Second panelist on the Business of Blogging session: Phil Oh from Streetpeeper.com!
-Rather than having Google Adwords he have ads to friends with brands. He thought it would be better to have ads for relevant brands.
-Joined an adnetwork, but was displeased with the results, so he set out on his own and started creating his own mediakit consisting of traffic, statistics, press, etc.
-The hard part: finding brands to collaborate with.
-His first big advertisement opportunity: Puma.
“I started making fake email addresses for my ‘assistants'” (haha!)
-With appx 2 million views a month, his site is still only just barely seen by larger brands.
-Pooled traffic with other bloggers to make advertisement worthwhile for larger brands. Like Mattias said, there are options to do product placement and other advertisement opportunities.
-Don't quit your day job thinking you'll make a lot of money off of blogging. It will mostly be smaller advertisers.
-Once you have a bit of followers you will be approached by publications/brands/etc.
-Treat your blog posts/writing as a commodity. don't sell yourself short! Your skills are worth getting paid for! Don't do stuff for free. It makes it hard for other bloggers to get paid for their hard work.
-turn the blog into your real job, like how Phil is now working for Vogue.com and other bloggers who now work for “real companies” using their skills as bloggers.
Q & A
Q: When you take a street style photo, do you ask for model releases?
A: not really, I probably should. There's usually a verbal/implicit agreement. Unless it's a street style photo being used for an advertisement, in which case it can't be used.
Q: are you on twitter?
Q: Do you think they'll be an explosion of street style sites, and will there be more of a business model there than just banner ads?
A: yes, for me I have three methods of monetization: banner advertising, selling photos to magazines: publications are looking for street style photographers. Also: I have been asked to take street style-esque photos
Q: did you have photography experience before you started the website?
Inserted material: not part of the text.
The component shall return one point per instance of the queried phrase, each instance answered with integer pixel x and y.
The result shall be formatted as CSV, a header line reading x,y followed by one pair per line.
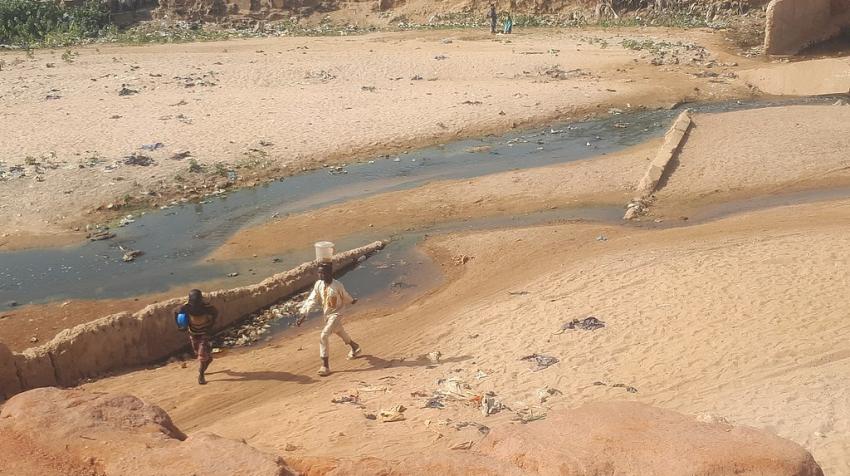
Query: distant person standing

A: no history in fashion, no background in photography. My first camera was this little point and shoot. Now I've upgraded to a Canon 5D.
Q: With so many people who will blog about anything and not getting paid for it, how does that influence how you can make and ask for money when so many people are basically giving it away for free?
A: I've never really gotten anything for free so it's hard for me to say. I don't really have a good answer…
Q: You travel around a lot, where is your favorite place to shoot street style? How does language barrier play into it?
A: I get the best tokyo, but I hate shooting there. People naturally assume I'm japanese so it's hard to communicate. I know a couple phrases in Japanese. Everywhere else people pretty much know english.
Q: If you're a smaller blog and a brand wants to feature you or have you write something, wouldn't you want to do it for free to get exposure, and then come back later when you have more traffic and ask for money then?
A:It's kind of a personal decision. You have to decide if your exposure is worth doing it for free. Once people get stuff for free they expect it to be free always. If people weren't going to compensate you in the first place they'll probably just go find someone who will do it for free when you ask for compensation. “You have to have guts, you have to have balls” you have to stand up for your work and your work. Your time and opinions are valuable.
Q: What did you do differently to gain readers?
A: I just had a lot of content that people were interested in. I was traveling to different countries and at the time that was pretty unique and I think people were interested in that. And longevity. If you have great content and there's something about your blog that's different. And patience.
Q: Do you think the US is a leader in fashion blogging? Do you get inspired by other countries?
A: Oh of course I get inspired by other countries. I was in stockholm and a major store was featuring a blogger. In the US it's more of a number game. In smaller countries, bloggers can reach more people.